Towergoud: book review
My rating: 4 of 5 stars
This is a rather surprising book, and I came to read it in an unusual way.
My wife mentioned to a colleague at work that she had enjoyed a book that she had read at school, Reënboog in die skemering by Elizabeth Vermeulen, but had never seen a copy since she had left school, as it was apparently out of print. The book was a kind of family saga, and she had found it much more interesting than the “Trompie” books that were the other Afrikaans books that they had had to read at school. Trompie was a mischievous schoolboy, a bit like the “William” books of Richmal Crompton, but definitely intended for a younger readership than my wife was when they had to read them.
Great was her surprise when her colleague presented her with not one, but three books by Elizabeth Vermeulen. She had found second-hand copies somewhere. It turns out that the family saga was in three volumes, of which Towergoud (enchanted gold) is the first.
I began reading it, not quite sure what to expect. The title suggested that it might be a fantasy novel or fairy tale of some sort, but it turned out to be a Bildungsroman, a coming-of-age novel on the pattern of David Copperfield or Great expectations.
The story opens in 1864 when Neels and Tys Lindeman are orphaned when their parents are killed in an accident. Their parents had lived on the farm Diepfontein, somewhere in the northern Cape Colony, employed by the farm owner, Org de Wit, who also owns the trading store that is the social centre of the district. Org de Wit takes in the young orphans, and employs them as shepherds, but without pay, and treats them harshly. Neels grows up realising that he will need to care for his retarded younger brother for the rest of his life, and resentful of the rich but miserly Org de Wit.
To say more might give away too much of the plot; even though it seems to be out of print someone else might get hold of a copy and want to read it. I found it a gripping tale, generally well told, though the language at times seemed a little stilted to me, but then Afrikaans is not my first language, and so I’m not the best judge of Afrikaans style. I will say, however, that Afrikaans, as written and spoken by the late dominee Beyers Naudé, is a really beautiful language, thought the years when it was South Africa’s language of bureaucracy tended to make it very ugly.

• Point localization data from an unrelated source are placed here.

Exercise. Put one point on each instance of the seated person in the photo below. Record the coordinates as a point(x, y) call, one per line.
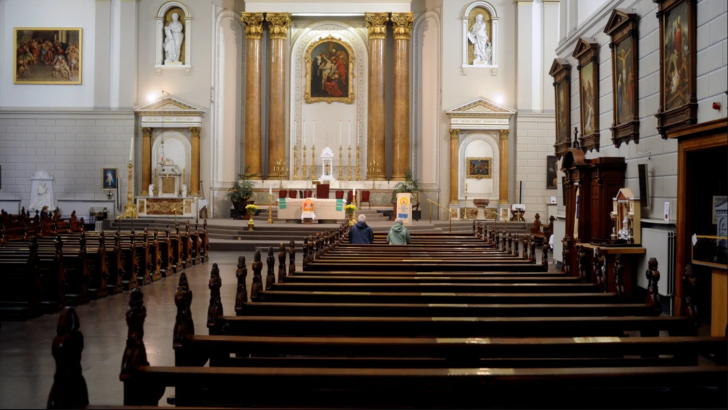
point(398, 235)
point(361, 233)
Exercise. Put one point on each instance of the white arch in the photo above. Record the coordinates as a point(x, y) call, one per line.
point(489, 137)
point(160, 36)
point(301, 41)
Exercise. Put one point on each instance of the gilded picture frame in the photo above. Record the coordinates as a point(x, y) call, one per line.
point(678, 65)
point(479, 167)
point(48, 55)
point(623, 30)
point(587, 53)
point(329, 64)
point(109, 179)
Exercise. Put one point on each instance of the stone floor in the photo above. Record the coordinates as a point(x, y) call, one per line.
point(27, 365)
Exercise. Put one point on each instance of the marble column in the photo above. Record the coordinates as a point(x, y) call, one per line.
point(253, 96)
point(503, 173)
point(278, 26)
point(146, 160)
point(195, 162)
point(402, 24)
point(377, 23)
point(454, 162)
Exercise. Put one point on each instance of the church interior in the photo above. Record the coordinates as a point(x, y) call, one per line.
point(537, 184)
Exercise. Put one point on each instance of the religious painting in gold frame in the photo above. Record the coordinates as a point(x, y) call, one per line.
point(479, 168)
point(622, 28)
point(329, 71)
point(48, 55)
point(560, 71)
point(587, 53)
point(678, 46)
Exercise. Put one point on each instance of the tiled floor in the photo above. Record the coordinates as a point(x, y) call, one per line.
point(27, 365)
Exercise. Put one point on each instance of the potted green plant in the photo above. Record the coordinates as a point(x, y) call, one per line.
point(410, 185)
point(240, 194)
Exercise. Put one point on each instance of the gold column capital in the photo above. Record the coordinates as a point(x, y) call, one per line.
point(253, 25)
point(402, 24)
point(279, 23)
point(377, 23)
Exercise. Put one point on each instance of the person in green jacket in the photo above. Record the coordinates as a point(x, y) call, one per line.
point(398, 235)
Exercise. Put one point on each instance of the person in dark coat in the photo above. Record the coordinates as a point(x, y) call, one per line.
point(361, 233)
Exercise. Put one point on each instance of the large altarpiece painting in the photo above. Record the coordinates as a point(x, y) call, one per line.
point(329, 71)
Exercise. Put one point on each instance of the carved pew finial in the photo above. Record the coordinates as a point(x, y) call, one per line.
point(270, 278)
point(215, 310)
point(241, 295)
point(257, 284)
point(69, 387)
point(653, 277)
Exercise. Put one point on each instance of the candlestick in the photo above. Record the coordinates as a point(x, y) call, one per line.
point(341, 162)
point(358, 163)
point(348, 178)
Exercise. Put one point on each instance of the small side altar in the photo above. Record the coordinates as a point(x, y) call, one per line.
point(169, 207)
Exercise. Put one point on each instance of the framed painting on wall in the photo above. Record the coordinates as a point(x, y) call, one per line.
point(678, 104)
point(109, 180)
point(551, 172)
point(48, 55)
point(329, 71)
point(587, 53)
point(479, 168)
point(560, 71)
point(622, 28)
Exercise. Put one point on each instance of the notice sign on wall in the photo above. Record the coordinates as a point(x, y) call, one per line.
point(404, 208)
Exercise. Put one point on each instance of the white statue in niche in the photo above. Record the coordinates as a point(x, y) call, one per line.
point(479, 37)
point(42, 200)
point(173, 41)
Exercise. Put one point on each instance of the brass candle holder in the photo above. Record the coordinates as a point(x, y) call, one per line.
point(341, 163)
point(358, 163)
point(348, 178)
point(295, 162)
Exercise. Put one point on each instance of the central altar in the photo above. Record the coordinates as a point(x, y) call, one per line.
point(323, 209)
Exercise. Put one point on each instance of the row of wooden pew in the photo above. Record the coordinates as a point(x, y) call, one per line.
point(385, 337)
point(42, 275)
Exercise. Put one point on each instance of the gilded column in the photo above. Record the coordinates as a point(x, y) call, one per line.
point(504, 167)
point(377, 23)
point(454, 142)
point(402, 25)
point(195, 162)
point(146, 160)
point(253, 74)
point(278, 26)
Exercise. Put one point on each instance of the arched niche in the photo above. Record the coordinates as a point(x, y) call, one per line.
point(490, 17)
point(163, 17)
point(481, 145)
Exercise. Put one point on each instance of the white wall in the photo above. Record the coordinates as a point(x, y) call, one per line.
point(47, 13)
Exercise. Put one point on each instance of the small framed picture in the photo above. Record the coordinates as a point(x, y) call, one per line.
point(109, 179)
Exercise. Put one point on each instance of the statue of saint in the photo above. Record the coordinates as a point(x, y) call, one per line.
point(43, 199)
point(173, 40)
point(479, 37)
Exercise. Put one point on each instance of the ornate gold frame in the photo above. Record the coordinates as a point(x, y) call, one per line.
point(103, 175)
point(80, 55)
point(490, 168)
point(307, 95)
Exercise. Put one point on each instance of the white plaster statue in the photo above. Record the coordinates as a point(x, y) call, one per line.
point(479, 37)
point(173, 40)
point(43, 199)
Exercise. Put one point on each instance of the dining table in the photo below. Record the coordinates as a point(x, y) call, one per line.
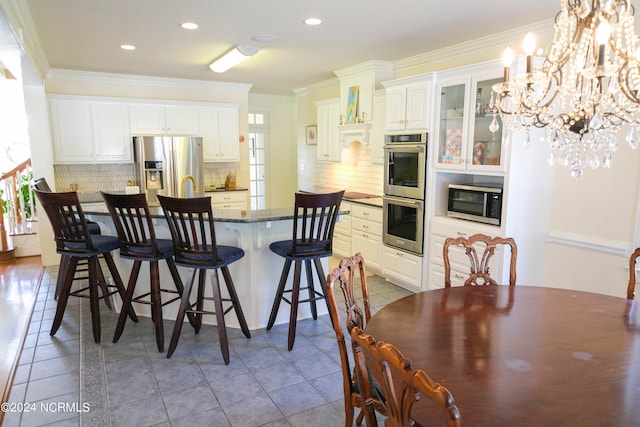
point(521, 355)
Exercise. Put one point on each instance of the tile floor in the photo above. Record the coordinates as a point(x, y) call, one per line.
point(68, 380)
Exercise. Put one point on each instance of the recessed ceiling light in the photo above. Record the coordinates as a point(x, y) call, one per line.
point(264, 38)
point(313, 21)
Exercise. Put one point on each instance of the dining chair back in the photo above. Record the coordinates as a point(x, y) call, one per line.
point(631, 286)
point(315, 216)
point(191, 224)
point(479, 263)
point(388, 367)
point(138, 243)
point(73, 243)
point(344, 276)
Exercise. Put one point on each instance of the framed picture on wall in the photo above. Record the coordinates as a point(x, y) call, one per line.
point(312, 134)
point(352, 105)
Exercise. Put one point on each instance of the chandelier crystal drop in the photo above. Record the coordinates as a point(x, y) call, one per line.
point(586, 88)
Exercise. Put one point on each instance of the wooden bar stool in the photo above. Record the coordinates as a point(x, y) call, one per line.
point(315, 217)
point(82, 271)
point(138, 242)
point(194, 244)
point(73, 243)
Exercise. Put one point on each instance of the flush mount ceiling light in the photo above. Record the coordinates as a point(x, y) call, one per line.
point(586, 89)
point(233, 57)
point(189, 26)
point(313, 21)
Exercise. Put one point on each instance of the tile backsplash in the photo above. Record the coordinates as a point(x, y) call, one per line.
point(113, 177)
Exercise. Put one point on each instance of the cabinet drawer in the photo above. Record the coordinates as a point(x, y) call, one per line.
point(368, 213)
point(363, 226)
point(402, 268)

In this book I also learnt a few words that were new to me — algar where I would have expected almal (everyone, all). Another surprise was a term that was quite quite familiar to me, but which I had never seen written before, was te kere, meaning to do one’s nut, or go ballistic. I had no idea it was from Afrikaans, and pictured it as written tequira, by analogy with tequila, and thought it came from Spanish. One is never too old to learn!